I created two tensors (one depending upon another) as follows:
weights = tf.random_normal(shape=(3, 3, 1, 64))
filters = get_filters(weights) # get_filters does some operation on weights
So, after above operations, weights and filters looks like
<tf.Tensor 'random_normal_1:0' shape=(3, 3, 1, 64) dtype=float32>
<tf.Tensor 'filters_1/weights:0' shape=(5, 3, 3, 1, 64) dtype=float32>
Now, I pass these tensors to the following function
def get_alphas(weights, filters, no_filters=5,
epochs=500, name=None):
with tf.name_scope(name, default_name="alpha_scope"):
weights = tf.reshape(weights, [-1], name="reshaped_weights")
filters = tf.reshape(filters, [no_filters, -1], name="reshaped_binary_filters")
alphas = tf.Variable(tf.zeros(shape=(no_filters, 1)), name="alphas")
weighted_sum = tf.reduce_sum(tf.multiply(alphas, filters), axis=0, name="weighted_sum")
error = tf.square(weights - weighted_sum, name="error")
loss = tf.reduce_mean(tf.reshape(error, [-1]), name="loss")
# Optimizer
optimizer = tf.train.AdamOptimizer()
training_op = optimizer.minimize(loss, name="training_op")
print(tf.global_variables())
init = tf.variables_initializer([alphas])
with tf.Session() as sess:
init.run()
epoch = 0
while epoch < epochs:
_, loss_train = sess.run([training_op, loss]) # <-- this is where the error is generated
print("\rIteration: {}/{} ({:.1f}%) Loss: {:.5f}".format(
epoch+1, epochs,
epoch * 100 / epochs,
loss_train),
end="")
epoch += 1
return tf.convert_to_tensor(sess.run(alphas))
On calling get_alphas(weights, filters)
, I get the following errors
FailedPreconditionError (see above for traceback): Attempting to use uninitialized value alpha_scope/beta1_power
[[Node: alpha_scope/beta1_power/read = Identity[T=DT_FLOAT, _class=["loc:@alpha_scope/alphas"], _device="/job:localhost/replica:0/task:0/device:GPU:0"](alpha_scope/beta1_power)]]

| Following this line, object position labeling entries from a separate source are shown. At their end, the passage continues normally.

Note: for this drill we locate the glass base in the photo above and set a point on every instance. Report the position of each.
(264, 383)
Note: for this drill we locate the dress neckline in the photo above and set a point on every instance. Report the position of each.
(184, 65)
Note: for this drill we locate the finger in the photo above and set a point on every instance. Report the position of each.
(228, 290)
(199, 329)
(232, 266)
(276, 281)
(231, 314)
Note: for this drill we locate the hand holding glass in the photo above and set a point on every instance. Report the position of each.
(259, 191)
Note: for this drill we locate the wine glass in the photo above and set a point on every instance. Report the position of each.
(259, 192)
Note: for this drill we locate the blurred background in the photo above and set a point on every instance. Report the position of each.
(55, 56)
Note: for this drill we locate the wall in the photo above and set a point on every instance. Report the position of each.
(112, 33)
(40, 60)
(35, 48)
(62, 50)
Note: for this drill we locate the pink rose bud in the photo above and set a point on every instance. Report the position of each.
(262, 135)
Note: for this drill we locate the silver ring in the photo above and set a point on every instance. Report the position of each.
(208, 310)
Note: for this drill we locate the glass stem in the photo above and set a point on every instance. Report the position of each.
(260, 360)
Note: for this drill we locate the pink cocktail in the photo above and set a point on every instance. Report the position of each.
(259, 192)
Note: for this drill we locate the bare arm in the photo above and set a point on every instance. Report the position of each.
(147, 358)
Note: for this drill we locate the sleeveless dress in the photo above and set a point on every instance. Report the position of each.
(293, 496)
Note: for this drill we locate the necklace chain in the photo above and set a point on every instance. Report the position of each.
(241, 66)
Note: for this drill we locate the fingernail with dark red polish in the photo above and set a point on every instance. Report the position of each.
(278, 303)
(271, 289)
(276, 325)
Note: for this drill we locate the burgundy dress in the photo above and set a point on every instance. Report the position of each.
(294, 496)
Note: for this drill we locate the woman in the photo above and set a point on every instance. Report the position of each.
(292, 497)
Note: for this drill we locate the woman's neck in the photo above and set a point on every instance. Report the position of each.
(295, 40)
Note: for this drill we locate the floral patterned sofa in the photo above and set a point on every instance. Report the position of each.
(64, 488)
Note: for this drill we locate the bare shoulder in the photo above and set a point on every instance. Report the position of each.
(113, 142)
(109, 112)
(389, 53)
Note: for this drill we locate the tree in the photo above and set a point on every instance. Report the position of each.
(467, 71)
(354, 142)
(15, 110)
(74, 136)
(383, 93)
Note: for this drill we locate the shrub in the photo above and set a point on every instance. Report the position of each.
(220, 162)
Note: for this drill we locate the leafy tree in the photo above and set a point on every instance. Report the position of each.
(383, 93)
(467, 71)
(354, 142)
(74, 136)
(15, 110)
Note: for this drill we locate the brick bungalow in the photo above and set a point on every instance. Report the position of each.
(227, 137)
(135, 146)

[[Node: alpha_scope/loss/_1 = _Recv[client_terminated=false, recv_device="/job:localhost/replica:0/task:0/device:CPU:0", send_device="/job:localhost/replica:0/task:0/device:GPU:0", send_device_incarnation=1, tensor_name="edge_115_alpha_scope/loss", tensor_type=DT_FLOAT, _device="/job:localhost/replica:0/task:0/device:CPU:0"]()]]
So, I print all the variables in tensorflow using tf.global_variables()
and there are some unknown variables (beta1_power
, beta2_power
) that I didn't define and that's what causing this error
[<tf.Variable 'alpha_scope/alphas:0' shape=(5, 1) dtype=float32_ref>,
<tf.Variable 'alpha_scope/beta1_power:0' shape=() dtype=float32_ref>,
<tf.Variable 'alpha_scope/beta2_power:0' shape=() dtype=float32_ref>,
<tf.Variable 'alpha_scope/alphas/Adam:0' shape=(5, 1) dtype=float32_ref>,
<tf.Variable 'alpha_scope/alphas/Adam_1:0' shape=(5, 1) dtype=float32_ref>]
Any ideas, how these variables are being created? or how to initialize them?
I cannot use tf.global_variables_initializer()
as it might reset some of the variables that might be in state.